“The sled is an excellent tool for high-intensity training without high impact,” Sanchez says. “Use it for conditioning, fat loss, strength development and muscle building.” Heavy sled training also can improve performance markers, specifically sprint speeds and mechanical effectiveness, according to a study published in the International Journal of Sports Physiology and Performance.
The most familiar sled is probably the Prowler — a platform with ski-like runners and vertical posts you can use to propel it forward. It also can be pulled by securing a rope or tow line around the base.
Technique — RPE (rate of perceived exertion)
Tracking your heart rate — either with a heart-rate monitor or by taking your pulse — allows you to continually adjust your workout intensity. However, the equation used to calculate your optimal training zone is far from perfect, and the traditional formula used to find your maximum heart rate (220 – your age) was found to underestimate MHR by as much as 40 beats per minute, especially in athletic people.
You’re welcome to do the math if you like, but a better way to train, especially if you’re more experienced, is intuitively by using the rate of perceived exertion. While it won’t pinpoint your exact intensity and output, it’s a solid way to self-assess how hard you are working — i.e., your “perceived exertion.” The idea is to work within the correct range based on your exercise goals. So for moderate cardio activity, you’d want to remain around 12 to 14, with harder sprints and other work bouts moving up from there. Higher intensities above 16 should only be maintained for a very short period, like a one-rep max or other quick burst of action.

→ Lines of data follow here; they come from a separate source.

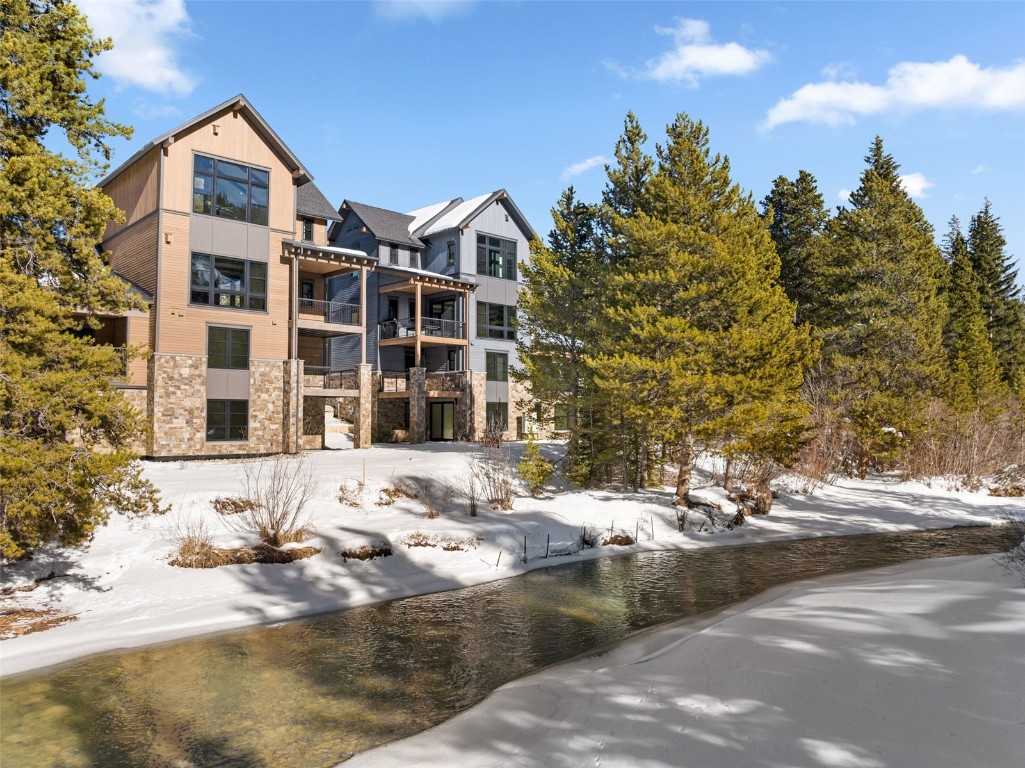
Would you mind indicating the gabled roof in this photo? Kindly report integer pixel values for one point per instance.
(423, 217)
(461, 214)
(310, 201)
(236, 104)
(388, 226)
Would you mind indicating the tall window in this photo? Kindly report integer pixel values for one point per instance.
(219, 281)
(230, 190)
(495, 256)
(497, 366)
(227, 419)
(228, 348)
(495, 321)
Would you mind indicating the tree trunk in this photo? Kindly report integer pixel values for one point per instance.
(685, 458)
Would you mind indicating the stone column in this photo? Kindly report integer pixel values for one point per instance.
(417, 405)
(363, 434)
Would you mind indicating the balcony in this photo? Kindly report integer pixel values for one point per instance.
(433, 330)
(329, 318)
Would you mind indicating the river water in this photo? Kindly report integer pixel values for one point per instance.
(316, 691)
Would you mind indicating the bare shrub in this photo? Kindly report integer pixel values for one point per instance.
(448, 543)
(491, 438)
(279, 490)
(396, 490)
(233, 504)
(618, 539)
(351, 495)
(1014, 560)
(367, 552)
(493, 473)
(194, 547)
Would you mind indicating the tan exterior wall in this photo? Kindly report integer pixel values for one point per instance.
(133, 252)
(134, 191)
(236, 139)
(182, 327)
(178, 408)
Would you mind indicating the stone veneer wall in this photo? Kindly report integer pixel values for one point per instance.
(177, 407)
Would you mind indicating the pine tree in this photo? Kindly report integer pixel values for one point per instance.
(796, 218)
(64, 430)
(974, 379)
(556, 323)
(999, 292)
(883, 328)
(701, 344)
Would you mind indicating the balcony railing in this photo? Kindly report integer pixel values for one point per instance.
(429, 326)
(331, 312)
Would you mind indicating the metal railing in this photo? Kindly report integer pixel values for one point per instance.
(429, 326)
(395, 381)
(331, 312)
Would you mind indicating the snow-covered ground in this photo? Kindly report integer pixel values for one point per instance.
(916, 665)
(124, 593)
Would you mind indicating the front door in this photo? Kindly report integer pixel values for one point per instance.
(442, 425)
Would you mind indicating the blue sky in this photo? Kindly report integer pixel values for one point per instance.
(404, 104)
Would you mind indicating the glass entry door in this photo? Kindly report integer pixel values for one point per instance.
(443, 420)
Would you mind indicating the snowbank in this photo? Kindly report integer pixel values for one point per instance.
(125, 594)
(917, 664)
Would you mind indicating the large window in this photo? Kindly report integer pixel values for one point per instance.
(227, 419)
(495, 256)
(495, 321)
(228, 348)
(230, 190)
(497, 366)
(219, 281)
(498, 415)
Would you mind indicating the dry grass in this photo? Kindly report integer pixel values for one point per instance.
(15, 620)
(233, 504)
(618, 539)
(448, 543)
(367, 552)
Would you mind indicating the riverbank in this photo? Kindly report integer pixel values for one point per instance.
(915, 664)
(122, 592)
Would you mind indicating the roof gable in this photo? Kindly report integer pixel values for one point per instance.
(388, 226)
(239, 105)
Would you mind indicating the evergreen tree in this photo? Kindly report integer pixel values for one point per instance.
(796, 218)
(64, 430)
(700, 342)
(556, 326)
(883, 327)
(974, 379)
(999, 292)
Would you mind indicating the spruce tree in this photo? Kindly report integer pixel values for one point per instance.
(65, 463)
(999, 292)
(796, 218)
(700, 341)
(883, 328)
(974, 381)
(556, 322)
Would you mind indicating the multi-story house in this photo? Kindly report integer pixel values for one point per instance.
(258, 319)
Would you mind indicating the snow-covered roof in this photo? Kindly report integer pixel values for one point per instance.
(423, 216)
(458, 214)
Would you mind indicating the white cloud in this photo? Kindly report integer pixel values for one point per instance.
(584, 165)
(145, 34)
(915, 184)
(695, 55)
(411, 10)
(910, 85)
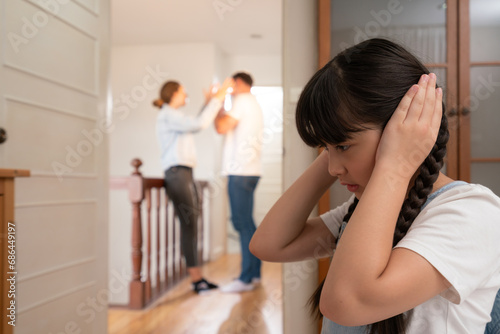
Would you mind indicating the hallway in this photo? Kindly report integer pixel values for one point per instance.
(183, 312)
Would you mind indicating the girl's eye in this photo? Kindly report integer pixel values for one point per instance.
(342, 148)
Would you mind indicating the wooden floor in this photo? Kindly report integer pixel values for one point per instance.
(181, 311)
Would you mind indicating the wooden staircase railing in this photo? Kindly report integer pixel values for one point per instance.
(148, 191)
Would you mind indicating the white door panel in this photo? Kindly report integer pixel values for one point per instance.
(53, 93)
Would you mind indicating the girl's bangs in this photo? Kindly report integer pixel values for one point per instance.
(321, 118)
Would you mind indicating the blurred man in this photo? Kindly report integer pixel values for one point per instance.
(242, 126)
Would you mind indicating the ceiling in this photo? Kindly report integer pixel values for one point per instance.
(407, 13)
(254, 27)
(238, 27)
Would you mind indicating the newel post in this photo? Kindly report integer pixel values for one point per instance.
(136, 195)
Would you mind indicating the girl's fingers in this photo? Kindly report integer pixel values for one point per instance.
(418, 102)
(404, 104)
(438, 112)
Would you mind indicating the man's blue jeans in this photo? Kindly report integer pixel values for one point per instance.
(494, 326)
(241, 194)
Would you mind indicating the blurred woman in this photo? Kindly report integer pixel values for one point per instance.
(178, 157)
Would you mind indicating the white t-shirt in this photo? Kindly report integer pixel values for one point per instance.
(458, 232)
(243, 144)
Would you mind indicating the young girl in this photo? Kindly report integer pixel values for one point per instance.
(415, 251)
(178, 157)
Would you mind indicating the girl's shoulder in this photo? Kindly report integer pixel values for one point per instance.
(459, 193)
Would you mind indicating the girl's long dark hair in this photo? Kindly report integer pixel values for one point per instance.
(359, 89)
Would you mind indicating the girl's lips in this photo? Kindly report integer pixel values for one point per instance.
(352, 187)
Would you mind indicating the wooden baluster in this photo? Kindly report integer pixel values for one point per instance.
(175, 244)
(200, 223)
(158, 205)
(148, 246)
(136, 195)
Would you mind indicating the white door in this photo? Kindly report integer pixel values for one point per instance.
(53, 92)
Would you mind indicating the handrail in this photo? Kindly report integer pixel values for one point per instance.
(8, 302)
(148, 191)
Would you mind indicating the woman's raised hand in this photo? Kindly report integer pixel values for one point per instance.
(412, 130)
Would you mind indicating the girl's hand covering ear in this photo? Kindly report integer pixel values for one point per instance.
(412, 130)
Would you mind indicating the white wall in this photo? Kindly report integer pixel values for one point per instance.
(266, 70)
(133, 134)
(299, 64)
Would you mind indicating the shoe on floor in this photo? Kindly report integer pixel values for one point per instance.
(237, 286)
(203, 286)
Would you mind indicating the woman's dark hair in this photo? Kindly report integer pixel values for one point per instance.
(357, 90)
(166, 93)
(245, 77)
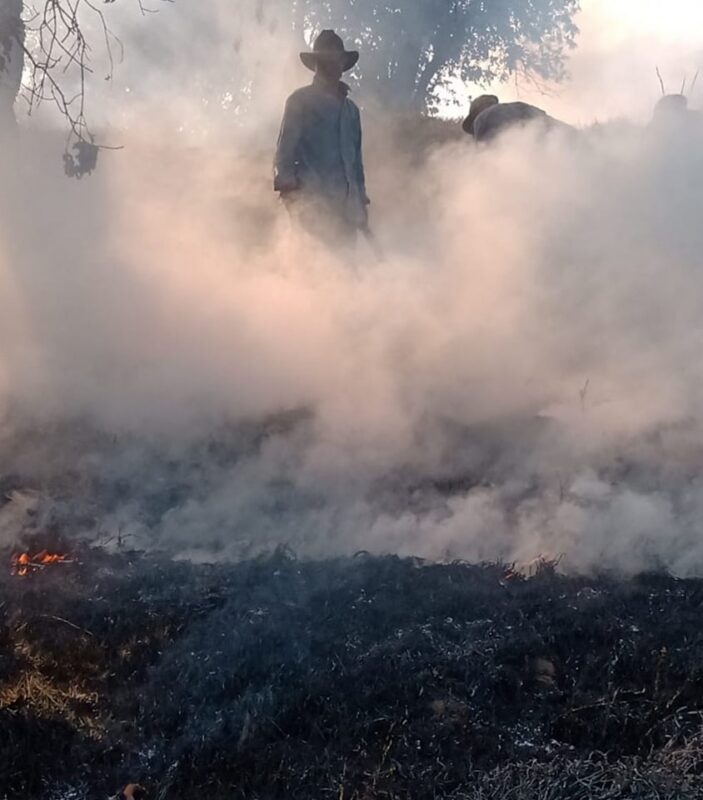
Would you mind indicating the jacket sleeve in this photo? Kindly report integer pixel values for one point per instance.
(285, 166)
(360, 162)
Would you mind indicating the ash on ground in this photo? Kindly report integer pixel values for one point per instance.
(355, 678)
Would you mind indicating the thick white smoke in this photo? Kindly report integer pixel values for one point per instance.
(519, 375)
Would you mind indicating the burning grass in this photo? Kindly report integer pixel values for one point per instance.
(355, 679)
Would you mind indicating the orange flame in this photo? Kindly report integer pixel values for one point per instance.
(24, 563)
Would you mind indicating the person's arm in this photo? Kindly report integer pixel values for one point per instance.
(361, 176)
(285, 166)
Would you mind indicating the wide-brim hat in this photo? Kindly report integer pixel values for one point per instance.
(479, 105)
(329, 44)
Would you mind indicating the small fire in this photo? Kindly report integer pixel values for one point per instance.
(25, 564)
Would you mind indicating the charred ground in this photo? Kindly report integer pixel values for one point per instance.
(355, 678)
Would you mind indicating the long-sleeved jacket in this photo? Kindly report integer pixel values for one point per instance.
(319, 151)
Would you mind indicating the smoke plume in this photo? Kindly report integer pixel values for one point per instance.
(518, 374)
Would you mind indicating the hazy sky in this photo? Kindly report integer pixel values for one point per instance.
(613, 70)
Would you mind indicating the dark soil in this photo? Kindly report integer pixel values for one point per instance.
(351, 679)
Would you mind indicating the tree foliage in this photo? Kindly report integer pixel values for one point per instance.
(410, 47)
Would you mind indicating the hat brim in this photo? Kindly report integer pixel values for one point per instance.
(350, 59)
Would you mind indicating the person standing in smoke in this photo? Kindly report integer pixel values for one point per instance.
(319, 170)
(488, 118)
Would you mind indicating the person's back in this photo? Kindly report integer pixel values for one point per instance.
(488, 118)
(500, 117)
(319, 169)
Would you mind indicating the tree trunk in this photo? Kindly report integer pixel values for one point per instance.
(11, 60)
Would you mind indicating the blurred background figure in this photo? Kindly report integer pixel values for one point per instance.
(488, 118)
(319, 170)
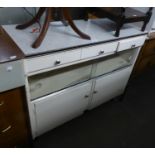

10 Max Effort: Completely out of breath and unable to talk
9 Very Hard: Can barely breathe and can speak only a few words
7-8 Vigorous Activity: Short of breath; can speak a sentence
4-6 Moderate Activity: Breathing heavily but can hold a short conversation
2-3 Light Activity: Easy to breathe and carry a conversation
1 Very Light Activity: Hardly any exertion
Load a Prowler sled with a moderate weight and mark off a 30- to 50-meter distance. Sprint that length, pushing the sled all the way across the finish line, then stop, walk around and catch your breath. Your post-sprint RPE should be around an 8 or a 9. When it returns to a 5 or a 6, turn the sled around and repeat that sprint. Do four to six rounds.
Prowler Sled Push
Load a Prowler sled with weight and then place a hand on each upright, arms straight and shoulder blades packed. Lower your hips and steadily drive the sled forward by taking small, quick steps. The lighter the sled, the faster you can go. Push the sled for distance or time.